Main Results: Accuracy–Efficiency Trade-off
dUltra shows consistent improvements across mathematical and code generation tasks, outperforming Fast-dLLM, dParallel, and d3LLM in either accuracy or sample-efficiency (often both). For GSM8K, dUltra improves accuracy by 4–9 points relative to distillation baselines, while requiring 30–40% fewer denoising steps. The efficiency–accuracy trade-off can be modulated at inference time by scaling the planner’s unmasking probabilities.
Figure 6: Pareto frontier of accuracy vs. NFE across multiple tasks with variable unmasking probability scaling.
Increasing block size further accelerates sampling: with block size 128, dUltra achieves $16.38$ NFE on GSM8K with minimal accuracy degradation. On code generation (HumanEval, MBPP), the learned planner achieves order-of-magnitude lower NFE and up to 17–18 percentage points accuracy advantage over non-planner baseline sampling.
Unmasking Policy Visualization
Visualization of unmasking order shows that the learned strategies largely follow autoregressive left-to-right progression but include notable deviations that exploit conditional independence.
Figure 7: GSM8K unmasking pattern. Mostly AR with small conditional independence-exploiting deviations.
Figure 8: HumanEval code unmasking. More non-AR behavior—early unmasking of functional and structural code elements.
Unmasking policies in code are less sequential, with jumps to earlier generation of structural components, indicating flexibility and a higher degree of parallelism available in non-strictly sequential tasks.
Theoretical and Practical Implications
dUltra demonstrates that RL-guided unmasking policies can overcome the inefficiency and mode-selection limitations of prior off-policy, distillation-guided methods. The approach establishes a tractable framework for policy optimization on MDLMs by providing exact rollout likelihoods and balancing domain correctness, sample diversity, and computational efficiency.
Strong claims in the paper include:
- Joint optimization of the base diffusion model and the learnable unmasking order leads to simultaneous improvements in both accuracy and sample efficiency over SOTA distillation and heuristic acceleration baselines.

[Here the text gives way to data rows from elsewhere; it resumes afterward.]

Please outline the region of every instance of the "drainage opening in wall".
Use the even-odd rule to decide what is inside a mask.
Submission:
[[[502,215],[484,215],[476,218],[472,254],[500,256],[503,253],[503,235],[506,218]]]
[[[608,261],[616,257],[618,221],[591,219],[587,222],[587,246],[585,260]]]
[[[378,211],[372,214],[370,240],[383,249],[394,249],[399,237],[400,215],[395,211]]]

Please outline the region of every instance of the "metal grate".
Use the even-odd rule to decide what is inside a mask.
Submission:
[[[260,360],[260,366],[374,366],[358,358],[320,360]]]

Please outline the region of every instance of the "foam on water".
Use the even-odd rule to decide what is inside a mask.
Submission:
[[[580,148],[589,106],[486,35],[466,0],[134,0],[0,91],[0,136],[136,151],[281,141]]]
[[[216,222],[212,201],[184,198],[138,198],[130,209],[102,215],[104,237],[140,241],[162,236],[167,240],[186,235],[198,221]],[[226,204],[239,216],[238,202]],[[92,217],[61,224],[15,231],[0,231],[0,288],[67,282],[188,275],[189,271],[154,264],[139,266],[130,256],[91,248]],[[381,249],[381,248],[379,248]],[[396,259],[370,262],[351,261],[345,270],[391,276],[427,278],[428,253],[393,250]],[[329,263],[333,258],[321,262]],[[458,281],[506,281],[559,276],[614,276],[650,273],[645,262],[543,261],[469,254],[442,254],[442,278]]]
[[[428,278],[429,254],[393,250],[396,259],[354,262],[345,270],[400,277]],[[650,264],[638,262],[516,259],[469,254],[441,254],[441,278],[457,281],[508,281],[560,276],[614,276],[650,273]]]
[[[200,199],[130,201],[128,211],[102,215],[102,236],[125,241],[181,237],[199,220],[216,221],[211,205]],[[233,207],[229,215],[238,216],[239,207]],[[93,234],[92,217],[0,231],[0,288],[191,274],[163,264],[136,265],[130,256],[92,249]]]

- On-policy training is essential for discovering superior unmasking strategies and for mode filtering without being limited by off-policy trajectories.
- The method brings open-source MDLMs significantly closer to the high throughput of proprietary diffusion LMs, making "diffusion supremacy" practical on community-accessible models.

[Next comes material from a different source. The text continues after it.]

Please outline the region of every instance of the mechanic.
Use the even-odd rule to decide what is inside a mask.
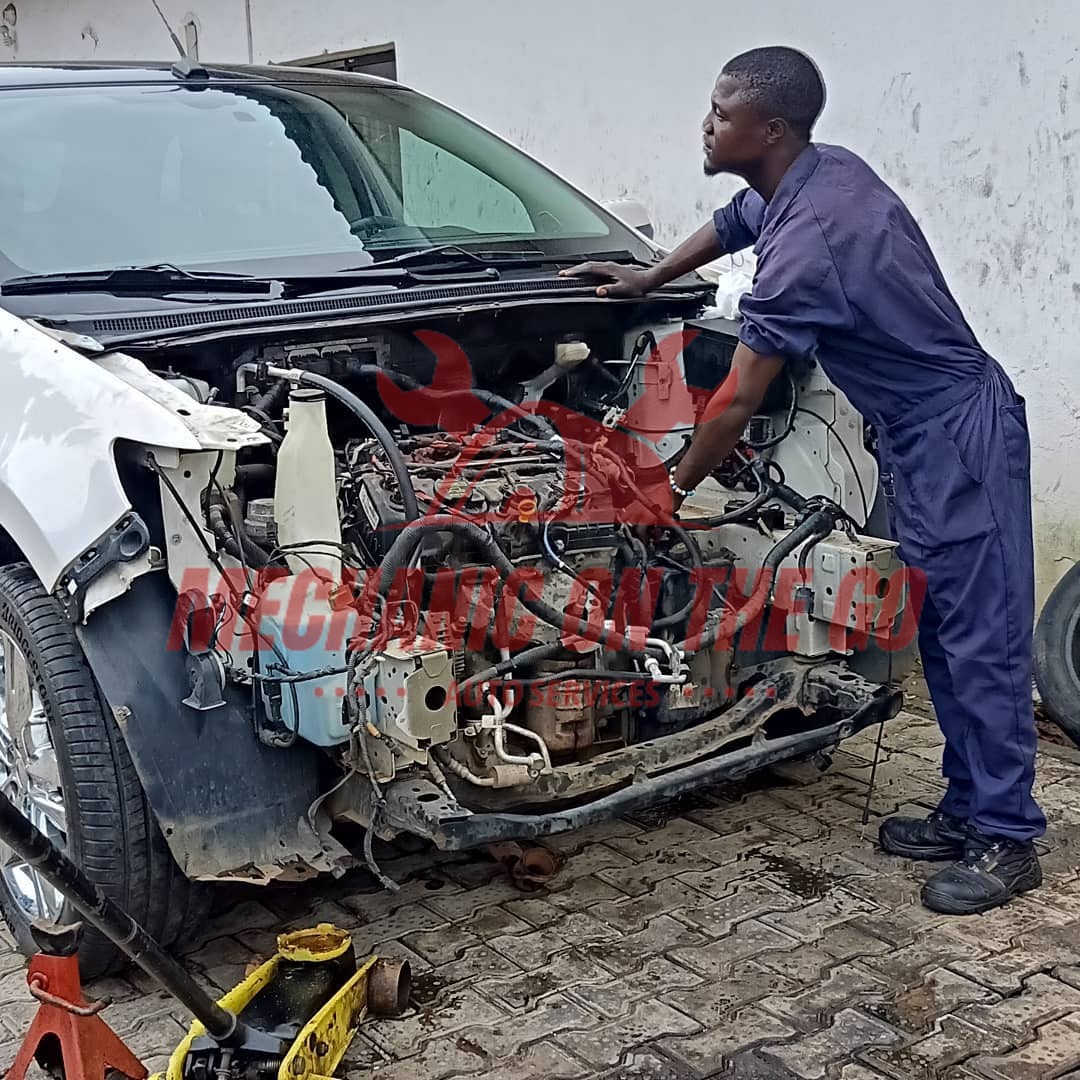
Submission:
[[[873,425],[900,556],[925,576],[919,648],[948,780],[934,813],[886,819],[880,843],[949,861],[924,885],[923,903],[970,914],[1042,882],[1025,404],[976,340],[904,203],[851,151],[811,142],[824,103],[803,53],[735,57],[703,123],[705,172],[749,186],[654,266],[594,262],[564,273],[610,282],[600,296],[640,296],[754,245],[731,371],[671,472],[676,511],[732,452],[792,360],[814,354]]]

Practically, this work suggests that diffusion-based LLMs can be deployed in real-time, high-throughput generative tasks traditionally dominated by AR LMs. Theoretically, conditional independence-driven scheduling and joint RL optimization are poised to become standard in the next generation of high-speed, high-accuracy MDLMs.
Open questions remain regarding full exploitation of non-AR generation order, further adaptation for general reasoning tasks, the limits of parallel decoding, and robustness of policies under different domains and input distributions.
Conclusion
dUltra delivers a principled acceleration strategy for masked diffusion LLMs by learning optimal unmasking strategies through reinforcement learning. The joint RL optimization of the base model and planner, together with on-policy distillation and efficiency rewards, systematically improves both sample efficiency and accuracy, outperforming leading off-policy distillation and heuristic approaches. The architecture and training pipeline of dUltra mark a substantial advance in making high-throughput, robust generative text models feasible in both open-source and production settings. The prospective theoretical and practical impact is profound, and future developments are expected to investigate even more expressive, context-adaptive planning strategies, non-autoregressive reasoning, and memory-efficient large-context generation.